Annuario > Vescovo > 2016
Omelia Giubileo Diocesano della Misericordia
Gal 5,18-25; Mt 25,31-46

“Non si vede bene che con il cuore.
L’essenziale è invisibile agli occhi”
(A. de Saint Exupery, Il piccolo principe)



La porta della misericordia è lo sguardo. O meglio: uno sguardo alla realtà con gli occhi più vicini al cuore che alla testa; uno sguardo capace di notare ciò che è invisibile agli occhi, che riconosca nelle persone più sommesse e comuni la presenza silenziosa e discreta di Cristo.
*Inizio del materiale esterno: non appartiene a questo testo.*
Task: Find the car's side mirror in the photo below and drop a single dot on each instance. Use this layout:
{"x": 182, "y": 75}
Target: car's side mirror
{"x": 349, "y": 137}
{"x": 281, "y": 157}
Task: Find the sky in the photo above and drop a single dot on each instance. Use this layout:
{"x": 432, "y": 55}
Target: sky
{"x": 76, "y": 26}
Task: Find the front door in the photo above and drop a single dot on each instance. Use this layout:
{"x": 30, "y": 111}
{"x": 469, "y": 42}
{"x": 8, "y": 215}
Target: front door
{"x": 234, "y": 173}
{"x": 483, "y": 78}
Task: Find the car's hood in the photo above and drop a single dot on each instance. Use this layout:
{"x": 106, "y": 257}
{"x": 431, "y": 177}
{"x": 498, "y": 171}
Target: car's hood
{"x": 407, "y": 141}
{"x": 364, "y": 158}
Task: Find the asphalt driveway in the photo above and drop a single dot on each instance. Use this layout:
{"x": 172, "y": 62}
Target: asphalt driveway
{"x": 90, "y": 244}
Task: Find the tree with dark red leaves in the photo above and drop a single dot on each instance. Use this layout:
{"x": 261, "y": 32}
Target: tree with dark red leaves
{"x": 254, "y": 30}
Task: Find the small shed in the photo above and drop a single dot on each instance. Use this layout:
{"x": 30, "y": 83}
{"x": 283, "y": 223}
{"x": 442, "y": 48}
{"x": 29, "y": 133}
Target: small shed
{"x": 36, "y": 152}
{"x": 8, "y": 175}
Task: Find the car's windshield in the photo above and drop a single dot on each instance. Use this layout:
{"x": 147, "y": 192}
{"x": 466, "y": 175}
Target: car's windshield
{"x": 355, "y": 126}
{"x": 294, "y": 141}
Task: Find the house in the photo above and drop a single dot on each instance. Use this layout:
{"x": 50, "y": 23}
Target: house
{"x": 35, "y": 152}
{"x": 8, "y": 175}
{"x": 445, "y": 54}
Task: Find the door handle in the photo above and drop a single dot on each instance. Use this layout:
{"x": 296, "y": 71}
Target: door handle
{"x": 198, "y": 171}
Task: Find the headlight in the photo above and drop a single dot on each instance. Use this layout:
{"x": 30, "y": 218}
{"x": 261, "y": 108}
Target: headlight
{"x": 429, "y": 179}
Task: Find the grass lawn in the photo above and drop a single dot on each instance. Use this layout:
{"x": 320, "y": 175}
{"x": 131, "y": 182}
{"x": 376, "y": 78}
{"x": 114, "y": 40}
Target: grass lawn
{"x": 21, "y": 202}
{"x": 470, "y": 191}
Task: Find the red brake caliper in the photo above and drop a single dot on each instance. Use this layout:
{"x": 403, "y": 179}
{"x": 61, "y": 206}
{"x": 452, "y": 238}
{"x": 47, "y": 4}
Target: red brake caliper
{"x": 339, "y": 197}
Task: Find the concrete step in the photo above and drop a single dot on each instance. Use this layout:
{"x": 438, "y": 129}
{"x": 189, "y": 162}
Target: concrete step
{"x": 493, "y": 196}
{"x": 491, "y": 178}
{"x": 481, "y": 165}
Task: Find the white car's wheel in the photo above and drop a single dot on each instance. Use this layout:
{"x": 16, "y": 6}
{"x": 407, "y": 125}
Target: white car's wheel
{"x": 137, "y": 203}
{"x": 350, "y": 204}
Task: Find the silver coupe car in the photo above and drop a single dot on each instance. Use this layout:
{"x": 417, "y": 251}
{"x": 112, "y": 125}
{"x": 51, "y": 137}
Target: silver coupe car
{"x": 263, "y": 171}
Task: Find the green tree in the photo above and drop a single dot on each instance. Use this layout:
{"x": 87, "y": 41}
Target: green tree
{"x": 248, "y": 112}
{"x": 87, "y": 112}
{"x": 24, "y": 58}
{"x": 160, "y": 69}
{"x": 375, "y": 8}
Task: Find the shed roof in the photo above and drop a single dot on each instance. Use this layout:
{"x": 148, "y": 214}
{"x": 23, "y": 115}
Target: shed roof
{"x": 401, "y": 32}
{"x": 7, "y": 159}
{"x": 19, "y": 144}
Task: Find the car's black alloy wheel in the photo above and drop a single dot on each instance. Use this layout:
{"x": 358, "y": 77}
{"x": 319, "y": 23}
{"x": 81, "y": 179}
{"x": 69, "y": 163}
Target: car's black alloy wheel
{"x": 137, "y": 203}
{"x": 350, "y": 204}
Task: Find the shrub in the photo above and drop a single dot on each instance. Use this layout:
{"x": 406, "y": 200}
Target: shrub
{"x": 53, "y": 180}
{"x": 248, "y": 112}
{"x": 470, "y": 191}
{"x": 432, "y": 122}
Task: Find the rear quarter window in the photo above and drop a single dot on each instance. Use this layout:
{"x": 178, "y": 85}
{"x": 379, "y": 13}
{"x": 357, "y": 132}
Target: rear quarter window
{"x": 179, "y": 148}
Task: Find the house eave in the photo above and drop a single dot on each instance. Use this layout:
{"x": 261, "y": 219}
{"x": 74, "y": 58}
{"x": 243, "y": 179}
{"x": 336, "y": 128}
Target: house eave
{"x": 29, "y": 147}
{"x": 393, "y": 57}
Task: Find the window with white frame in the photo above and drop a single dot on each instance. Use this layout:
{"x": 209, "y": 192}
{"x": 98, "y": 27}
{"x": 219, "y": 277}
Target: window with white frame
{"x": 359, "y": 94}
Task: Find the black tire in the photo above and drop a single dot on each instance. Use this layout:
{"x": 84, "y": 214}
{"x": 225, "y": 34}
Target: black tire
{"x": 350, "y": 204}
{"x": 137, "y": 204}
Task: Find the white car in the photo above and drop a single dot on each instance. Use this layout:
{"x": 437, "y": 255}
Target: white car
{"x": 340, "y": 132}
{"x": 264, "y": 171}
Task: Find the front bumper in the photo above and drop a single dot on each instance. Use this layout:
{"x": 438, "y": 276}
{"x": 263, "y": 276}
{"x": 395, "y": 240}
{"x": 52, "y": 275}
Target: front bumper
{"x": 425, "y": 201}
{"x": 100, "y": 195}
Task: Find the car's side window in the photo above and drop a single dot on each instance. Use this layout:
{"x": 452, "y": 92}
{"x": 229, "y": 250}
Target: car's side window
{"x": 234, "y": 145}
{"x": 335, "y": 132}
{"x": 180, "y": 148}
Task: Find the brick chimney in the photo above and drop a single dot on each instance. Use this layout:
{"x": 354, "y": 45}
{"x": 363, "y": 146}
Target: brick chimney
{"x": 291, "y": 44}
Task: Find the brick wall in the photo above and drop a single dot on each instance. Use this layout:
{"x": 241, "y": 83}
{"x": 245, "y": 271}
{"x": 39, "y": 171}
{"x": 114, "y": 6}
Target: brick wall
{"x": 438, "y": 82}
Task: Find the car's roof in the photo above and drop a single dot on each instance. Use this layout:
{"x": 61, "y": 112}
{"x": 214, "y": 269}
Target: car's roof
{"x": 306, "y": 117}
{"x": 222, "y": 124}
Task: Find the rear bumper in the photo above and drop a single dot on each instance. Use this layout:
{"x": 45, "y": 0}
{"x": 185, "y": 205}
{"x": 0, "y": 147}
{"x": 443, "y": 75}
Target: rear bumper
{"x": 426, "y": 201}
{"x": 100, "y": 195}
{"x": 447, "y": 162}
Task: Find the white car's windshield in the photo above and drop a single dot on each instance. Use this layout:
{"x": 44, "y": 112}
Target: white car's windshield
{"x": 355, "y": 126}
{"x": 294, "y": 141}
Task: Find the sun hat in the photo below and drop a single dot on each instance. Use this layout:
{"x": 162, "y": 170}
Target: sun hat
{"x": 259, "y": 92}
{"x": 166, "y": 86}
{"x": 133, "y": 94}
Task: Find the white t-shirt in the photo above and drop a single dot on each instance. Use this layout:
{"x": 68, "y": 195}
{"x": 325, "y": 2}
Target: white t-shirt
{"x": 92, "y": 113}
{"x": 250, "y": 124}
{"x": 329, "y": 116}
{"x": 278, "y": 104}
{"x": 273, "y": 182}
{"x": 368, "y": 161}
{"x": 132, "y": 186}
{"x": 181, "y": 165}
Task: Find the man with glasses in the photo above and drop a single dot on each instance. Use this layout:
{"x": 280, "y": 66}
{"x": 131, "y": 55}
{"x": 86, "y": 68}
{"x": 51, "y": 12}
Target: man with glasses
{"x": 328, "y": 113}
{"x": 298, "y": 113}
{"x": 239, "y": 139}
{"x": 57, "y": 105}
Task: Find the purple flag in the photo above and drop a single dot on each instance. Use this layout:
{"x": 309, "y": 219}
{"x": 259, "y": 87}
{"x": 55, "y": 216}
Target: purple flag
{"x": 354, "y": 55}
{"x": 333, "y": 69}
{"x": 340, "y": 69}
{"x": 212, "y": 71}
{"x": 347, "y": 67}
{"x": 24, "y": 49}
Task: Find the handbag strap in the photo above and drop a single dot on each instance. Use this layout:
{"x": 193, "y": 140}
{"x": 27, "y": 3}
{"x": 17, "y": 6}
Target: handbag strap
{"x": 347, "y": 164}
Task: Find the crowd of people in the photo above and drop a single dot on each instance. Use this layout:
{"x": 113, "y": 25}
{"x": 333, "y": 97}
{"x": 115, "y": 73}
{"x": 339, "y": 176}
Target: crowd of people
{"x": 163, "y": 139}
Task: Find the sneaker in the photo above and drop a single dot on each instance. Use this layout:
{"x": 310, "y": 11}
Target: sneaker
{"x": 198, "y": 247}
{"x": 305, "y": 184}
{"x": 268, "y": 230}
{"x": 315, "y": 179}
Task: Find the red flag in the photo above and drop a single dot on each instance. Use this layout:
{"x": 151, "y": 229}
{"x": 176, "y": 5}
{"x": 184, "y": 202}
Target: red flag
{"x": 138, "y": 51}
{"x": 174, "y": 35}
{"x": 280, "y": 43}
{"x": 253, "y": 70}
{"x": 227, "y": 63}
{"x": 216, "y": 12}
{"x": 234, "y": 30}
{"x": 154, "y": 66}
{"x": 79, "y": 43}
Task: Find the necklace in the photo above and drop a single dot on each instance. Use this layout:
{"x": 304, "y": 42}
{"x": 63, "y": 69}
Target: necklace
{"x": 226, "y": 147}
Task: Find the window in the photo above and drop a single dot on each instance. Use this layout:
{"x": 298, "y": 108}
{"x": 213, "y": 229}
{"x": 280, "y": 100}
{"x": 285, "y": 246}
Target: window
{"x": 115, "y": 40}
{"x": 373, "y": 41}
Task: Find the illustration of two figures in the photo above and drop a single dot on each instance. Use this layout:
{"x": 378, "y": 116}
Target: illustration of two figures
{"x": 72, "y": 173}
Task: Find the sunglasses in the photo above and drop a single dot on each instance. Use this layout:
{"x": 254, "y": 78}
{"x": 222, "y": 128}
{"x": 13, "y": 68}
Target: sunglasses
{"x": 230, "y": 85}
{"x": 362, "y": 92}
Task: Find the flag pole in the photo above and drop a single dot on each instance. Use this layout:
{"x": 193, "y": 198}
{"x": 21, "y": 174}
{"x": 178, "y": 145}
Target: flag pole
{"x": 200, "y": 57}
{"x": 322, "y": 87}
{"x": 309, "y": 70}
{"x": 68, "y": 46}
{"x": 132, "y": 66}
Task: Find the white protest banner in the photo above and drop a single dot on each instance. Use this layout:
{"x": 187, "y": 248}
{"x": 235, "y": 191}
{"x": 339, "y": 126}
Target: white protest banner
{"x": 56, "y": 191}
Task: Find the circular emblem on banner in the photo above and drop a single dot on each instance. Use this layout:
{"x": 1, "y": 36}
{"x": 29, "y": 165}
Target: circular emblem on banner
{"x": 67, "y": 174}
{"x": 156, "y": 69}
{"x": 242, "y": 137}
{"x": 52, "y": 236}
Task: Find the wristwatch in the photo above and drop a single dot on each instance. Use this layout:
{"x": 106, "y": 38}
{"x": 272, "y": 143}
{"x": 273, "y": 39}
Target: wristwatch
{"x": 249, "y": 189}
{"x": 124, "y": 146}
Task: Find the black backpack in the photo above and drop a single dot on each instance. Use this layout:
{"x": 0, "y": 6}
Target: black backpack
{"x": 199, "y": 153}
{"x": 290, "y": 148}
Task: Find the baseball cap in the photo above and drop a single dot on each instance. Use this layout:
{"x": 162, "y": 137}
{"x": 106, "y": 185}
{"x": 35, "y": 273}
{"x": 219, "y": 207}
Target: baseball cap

Il Vangelo di questa messa conclusiva della nostra giornata giubilare è lo stesso che Papa Francesco ha commentato stamattina durante l’udienza generale a Piazza San Pietro. È una coincidenza fortunata, inaspettata, provvidenziale, perché ci offre l’occasione di entrare nel cuore e nella sostanza del Giubileo, che si sta avviando verso la conclusione dal punto di vista della scadenza temporale, ma che non finirà mai quanto al nostro impegno e al nostro programma di vita. La misericordia è un fiume di grazia che sgorga dal cuore della SS. Trinità e invade la nostra vita. La misericordia è l’essenza della Rivelazione, il cuore pulsante del Vangelo, l’architrave della vita della Chiesa, il cuore dell’umano, la sostanza della nostra vita comunitaria. La fede ci convince che siamo nelle mani buone e forti di Dio. Siamo sicuri che ci vuole bene. Ogni mattina dovremmo ringraziare il Signore per il Suo amore e dovremmo ringraziarLo per tutte le persone che fin da bambini hanno acceso in noi la luce della fede parlandoci di Lui e mettendoci dentro la voglia di amare la vita. Ogni giorno una quantità smisurata di misericordia approda alla nostra vita perché possiamo farla rifluire sugli altri. Tante volte, a proposito del Giubileo straordinario, abbiamo avuto modo di notare che la misericordia di Dio non è automatica. Essa deve essere accolta; deve portare ad una trasformazione, alla conversione e alla ricerca della riconciliazione; deve recare frutto soprattutto nei riguardi degli altri.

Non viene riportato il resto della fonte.